A Rosarno gli immigrati «sono stati tutti volontariamente portati in centri predisposti per i richiedenti asilo per essere identificati – ha aggiunto il ministro – Più della metà sono risultati regolari e possono andare dove vogliono. Gli altri sono trattenuti e si procederà alla loro espulsione. In parte hanno presentato domanda di asilo che sarà valutata. Concederemo loro, a una decina, lo status di protezione internazionale perchè sottoposti a violenza».

Ma Maroni, da Fazio, ha affrontato anche un altro aspetto del razzismo: quello che riguarda i cori negli stadi.
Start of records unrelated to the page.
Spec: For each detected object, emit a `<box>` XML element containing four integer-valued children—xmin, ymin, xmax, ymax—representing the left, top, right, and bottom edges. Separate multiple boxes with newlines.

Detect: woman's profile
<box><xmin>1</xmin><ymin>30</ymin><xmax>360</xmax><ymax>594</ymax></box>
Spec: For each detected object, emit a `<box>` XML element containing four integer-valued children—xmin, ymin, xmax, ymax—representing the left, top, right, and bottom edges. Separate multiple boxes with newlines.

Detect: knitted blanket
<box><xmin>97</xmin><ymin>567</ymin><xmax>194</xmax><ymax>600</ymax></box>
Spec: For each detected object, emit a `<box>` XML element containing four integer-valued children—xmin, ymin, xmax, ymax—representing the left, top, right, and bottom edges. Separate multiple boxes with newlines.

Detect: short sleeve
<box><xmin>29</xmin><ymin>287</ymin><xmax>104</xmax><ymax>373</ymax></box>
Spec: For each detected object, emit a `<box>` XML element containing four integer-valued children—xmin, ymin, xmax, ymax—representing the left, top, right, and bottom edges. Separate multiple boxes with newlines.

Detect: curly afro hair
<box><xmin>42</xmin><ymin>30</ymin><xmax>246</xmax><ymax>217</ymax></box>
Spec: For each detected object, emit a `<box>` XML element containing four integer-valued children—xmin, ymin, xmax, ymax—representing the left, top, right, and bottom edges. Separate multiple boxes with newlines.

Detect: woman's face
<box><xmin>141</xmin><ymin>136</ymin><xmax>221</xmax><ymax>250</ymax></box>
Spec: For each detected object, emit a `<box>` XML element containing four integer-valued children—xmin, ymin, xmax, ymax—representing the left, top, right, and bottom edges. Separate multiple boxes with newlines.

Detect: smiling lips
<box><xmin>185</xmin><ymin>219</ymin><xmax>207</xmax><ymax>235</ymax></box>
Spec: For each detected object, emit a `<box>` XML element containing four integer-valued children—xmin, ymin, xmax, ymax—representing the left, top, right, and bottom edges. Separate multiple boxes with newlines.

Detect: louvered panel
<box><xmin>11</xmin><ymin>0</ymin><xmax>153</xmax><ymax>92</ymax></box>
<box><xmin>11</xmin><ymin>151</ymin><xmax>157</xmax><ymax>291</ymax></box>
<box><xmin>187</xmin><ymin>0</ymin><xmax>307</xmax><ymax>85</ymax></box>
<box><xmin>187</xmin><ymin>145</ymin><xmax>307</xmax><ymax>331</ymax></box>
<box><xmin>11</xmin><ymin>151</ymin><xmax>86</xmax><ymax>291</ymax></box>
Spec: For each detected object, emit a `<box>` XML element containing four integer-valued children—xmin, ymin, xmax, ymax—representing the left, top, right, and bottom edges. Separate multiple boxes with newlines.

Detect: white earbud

Davanti a questi episodi, ha detto il ministro, «anche la Figc deve assumersi l’onere e il diritto di sospendere le partite». Anche se «l’azione fatta dalle squadre e dalle società contro la violenza negli stadi, dall’omicidio Raciti in poi, ha contribuito molto a migliorare la situazione». Per risolvere la questione, il numero uno del Viminale ha annunciato che nei prossimi giorni incontrerà i vertici della Lega Calcio e della Figc, per concordare un’azione comune.

Sul piano più generale, poi, il responsabile dell’Interno ha sostenuto che «l’Italia non è un paese razzista», anche perché «gli immigrati che hanno un regolare contratto di lavoro in Italia hanno tutti gli stessi diritti dei cittadini italiani, tranne quello di voto e non è così in tutta Europa e nel resto del mondo».